Analytic Solution of Bremsstrahlung TBA

TL;DR

This work analytically solves the Bremsstrahlung TBA for the quark–antiquark potential on $S^3$ in the near-BPS limit with $L$ units of R-charge. By reducing an infinite TBA to a Finite set of Nonlinear Integral Equations (FiNLIE) and then solving the FiNLIE analytically, the authors derive a simple expression for the Bremsstrahlung function $B_L(g)$ and reveal two equivalent descriptions: an effective Baxter equation and a matrix-model formulation. The $L=0$ result agrees with localization, while finite $L$ results provide new predictions; in the large-$L$ limit the analysis yields a classical string algebraic curve whose matrix-model saddle reproduces the same curve, and zeros of a polynomial $P_L$ quantize this curve. Overall, the paper unveils a deep link between FiNLIE, Baxter-type structures, matrix models, and classical string geometry in AdS/CFT, offering a new route to exact results in planar ${ m N}=4$ SYM.

Abstract

We consider the quark--anti-quark potential on the three sphere or the generalized cusp anomalous dimension in planar N=4 SYM. We concentrate on the vacuum potential in the near BPS limit with $L$ units of R-charge.

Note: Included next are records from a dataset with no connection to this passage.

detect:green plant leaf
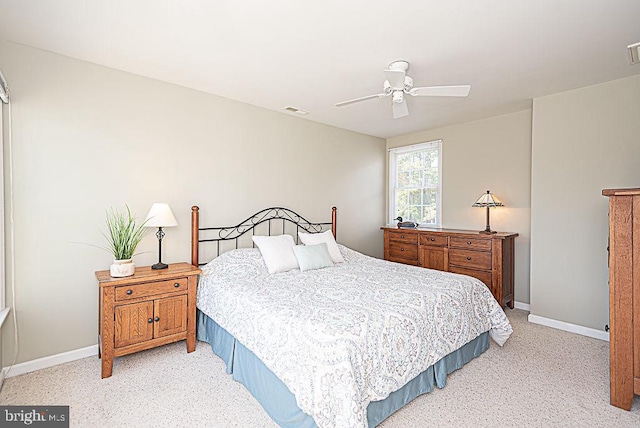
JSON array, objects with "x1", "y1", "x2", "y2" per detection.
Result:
[{"x1": 103, "y1": 205, "x2": 148, "y2": 260}]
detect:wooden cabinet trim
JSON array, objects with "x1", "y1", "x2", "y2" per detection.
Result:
[{"x1": 604, "y1": 188, "x2": 640, "y2": 410}]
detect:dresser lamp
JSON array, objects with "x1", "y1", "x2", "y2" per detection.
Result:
[
  {"x1": 145, "y1": 203, "x2": 178, "y2": 269},
  {"x1": 472, "y1": 190, "x2": 503, "y2": 234}
]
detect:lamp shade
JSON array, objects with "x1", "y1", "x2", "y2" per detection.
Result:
[
  {"x1": 145, "y1": 203, "x2": 178, "y2": 228},
  {"x1": 472, "y1": 190, "x2": 504, "y2": 207}
]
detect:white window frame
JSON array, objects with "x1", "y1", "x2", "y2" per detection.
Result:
[{"x1": 388, "y1": 140, "x2": 442, "y2": 227}]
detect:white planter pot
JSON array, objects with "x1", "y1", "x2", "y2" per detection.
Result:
[{"x1": 110, "y1": 259, "x2": 135, "y2": 277}]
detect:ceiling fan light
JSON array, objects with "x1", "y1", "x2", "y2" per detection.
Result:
[
  {"x1": 392, "y1": 91, "x2": 404, "y2": 104},
  {"x1": 403, "y1": 76, "x2": 413, "y2": 92},
  {"x1": 628, "y1": 42, "x2": 640, "y2": 65}
]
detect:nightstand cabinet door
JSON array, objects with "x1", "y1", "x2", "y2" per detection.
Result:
[
  {"x1": 155, "y1": 295, "x2": 188, "y2": 338},
  {"x1": 115, "y1": 301, "x2": 154, "y2": 348}
]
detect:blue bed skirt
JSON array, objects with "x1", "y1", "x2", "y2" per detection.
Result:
[{"x1": 196, "y1": 309, "x2": 489, "y2": 427}]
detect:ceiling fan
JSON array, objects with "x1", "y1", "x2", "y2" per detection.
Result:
[{"x1": 335, "y1": 60, "x2": 471, "y2": 119}]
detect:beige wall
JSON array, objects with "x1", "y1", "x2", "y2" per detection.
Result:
[
  {"x1": 0, "y1": 40, "x2": 386, "y2": 364},
  {"x1": 387, "y1": 110, "x2": 533, "y2": 304},
  {"x1": 530, "y1": 74, "x2": 640, "y2": 331}
]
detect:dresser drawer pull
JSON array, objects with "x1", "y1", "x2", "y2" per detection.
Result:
[
  {"x1": 466, "y1": 257, "x2": 472, "y2": 261},
  {"x1": 154, "y1": 317, "x2": 160, "y2": 322},
  {"x1": 174, "y1": 283, "x2": 180, "y2": 288},
  {"x1": 467, "y1": 241, "x2": 472, "y2": 245},
  {"x1": 400, "y1": 235, "x2": 405, "y2": 239},
  {"x1": 126, "y1": 290, "x2": 133, "y2": 295},
  {"x1": 430, "y1": 238, "x2": 436, "y2": 241},
  {"x1": 400, "y1": 248, "x2": 404, "y2": 251},
  {"x1": 147, "y1": 318, "x2": 153, "y2": 324}
]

Equivalently, we study the anomalous dimension of a super-Wilson loop with L local fields inserted at a cusp. The system is described by a recently proposed infinite set of non-linear integral equations of the Thermodynamic Bethe Ansatz (TBA) type. That system of TBA equations is very similar to the one of the spectral problem but simplifies a bit in the near BPS limit. Using techniques based on the Y-system of functional equations we first reduced the infinite system of TBA equations to a Finite set of Nonlinear Integral Equations (FiNLIE). Then we solve the FiNLIE system analytically, obtaining a simple analytic result for the potential! Surprisingly, we find that the system has equivalent descriptions in terms of an effective Baxter equation and in terms of a matrix model. At L=0, our result matches the one obtained before using localization techniques. At all other L's, the result is new. Having a new parameter, L, allows us to take the large L classical limit. We use the matrix model description to solve the classical limit and match the result with a string theory computation. Moreover, we find that the classical string algebraic curve matches the algebraic curve arising from the matrix model.

Figures (5)

• Figure 1: ( a) A quark--anti-quark pair sitting at two points on $S^3$ at a relative angle $\pi -\phi$. The quark--anti-quark lines are extended along the (Euclidian) time direction. ( b) Under the cylinder to plane conformal map, the quark and anti-quark lines in ( a) are mapped to the two half lines of a Wilson line with a cusp angle $\phi$.
• Figure 2: Plots of $\eta,\rho$ and $\varrho$ at $L=0$ for various values of coupling from ${g=0.05}$ (bottom/blue) to ${g=0.25}$ (top/red) with a step $\Delta g=0.02$.
• Figure 3: Plots of $\eta,\rho$ and $\varrho$ for various values of coupling from $g=0.06$ (bottom/blue) to $g=0.5$ (top/red) with a step $0.04$ with $L=1$.
• Figure 4: Plots of energies for various $L$'s as a function of coupling. The dots (from bottom to top) correspond to $L=0$ (bottom/blue), $L=1$ (red), $L=2$ (yellow), $L=3$ (top/green).
• Figure 5: Algebraic curve $\frac{x^2-1}{x}p(x)$ (real part is plotted). The cuts are discretized by zeros of $P_L(x)$ (red dots).